Our industrialist largely ignored his palladin, having heard the points of the opening arguments repeated in private by the attorney who would defend him vigorously on these prima facie baseless charges, and having heard the assertion of the baselessness of the charges so often he had lost the meaning of the words, to the point that they failed to reassure but rather reinforced his malaise at each repeating, even now, when snippets snuck through his fog of funk and struck his brain with barely noticeable blows the cumulative effect of which was to make him even more morose inside such that maintaining the story spread across his face became more of a chore.
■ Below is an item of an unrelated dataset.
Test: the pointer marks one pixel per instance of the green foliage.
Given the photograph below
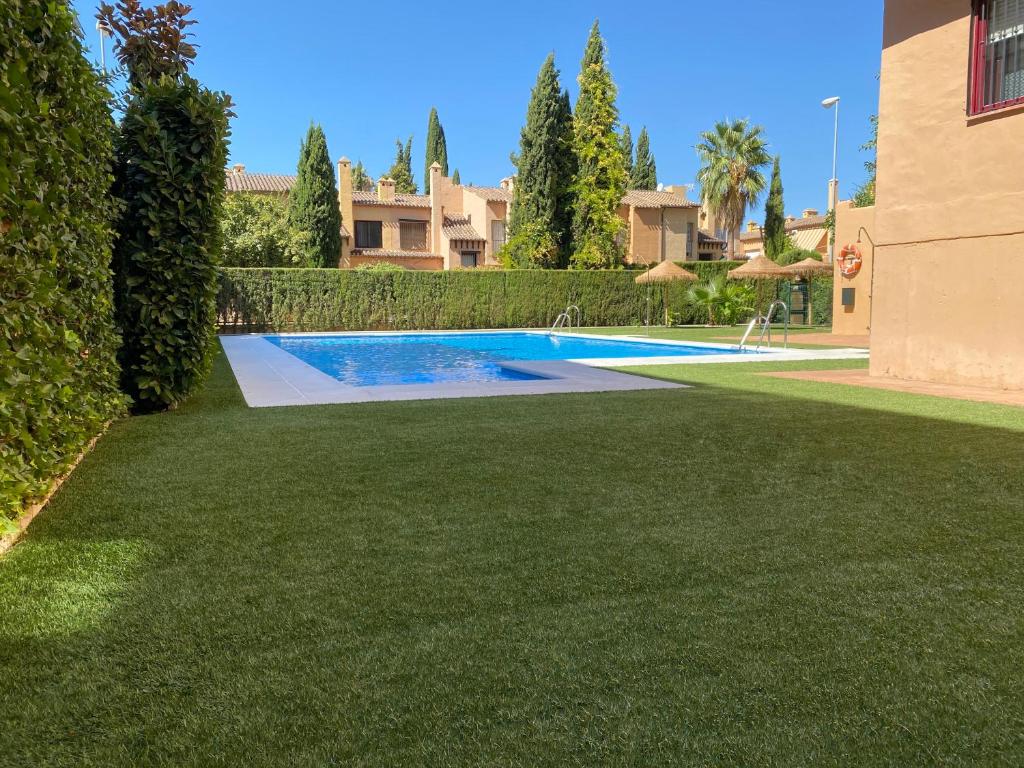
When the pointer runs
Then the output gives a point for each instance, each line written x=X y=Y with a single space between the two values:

It was thus with great relief that he heard his own attorney winding down this most assuredly important part of the first scene of the trial, something his attorney referred to as setting the tone for his argumentation.  He began to pay attention again and thus was able to react with appropriate grim seriousness when his attorney turned the attention on him and, pointing at him, said something to the effect that he, that man, was innocent of nothing more than trying to improve the lot of mankind by making joyous things, who derived joy in the happiness of others, and whose employees provided great amounts of taxes, and, should the state consider removing some of his money, they should also consider the loss and grief such an act would cause those persons who, through no fault of their own, had their fortunes wrapped up in this man, who had never failed to bear up under the load of so many who depended on him.

This last caused such a pang of worry to pass through the industrialist that his story on his face changed, with the haggardness of bearing up under so much responsibility showing in a way that the defense attorney could not have coached, but which played with such pathos that many in the jury were nearly led to tears, while those who hated our industrialist were led to apoplexy about his play-acting concern in order to avoid righteous judgement for his evilness.  Already the press, that great leviathon spreading itself all over the sensibilities of the country, had started to harrumph and harangue, to rant and rave, to issue considered opinions on the performance before them, to relate how it imported, and intimating how great it was for the rest of us to have all this explained by experts of towering knowledge on the subject.

Thus ended the first scene of the thing, with a bang of the gavel by a tired, bored judge, with a quiet exit of the jury, with a wan smile shared by the defender and his client, with a snide sneer shared by the party of the prosecution as they whispered amongst themselves that the thing had gone better than they expected.  For, unsurprisingly, everyone was pleased with their performance so far.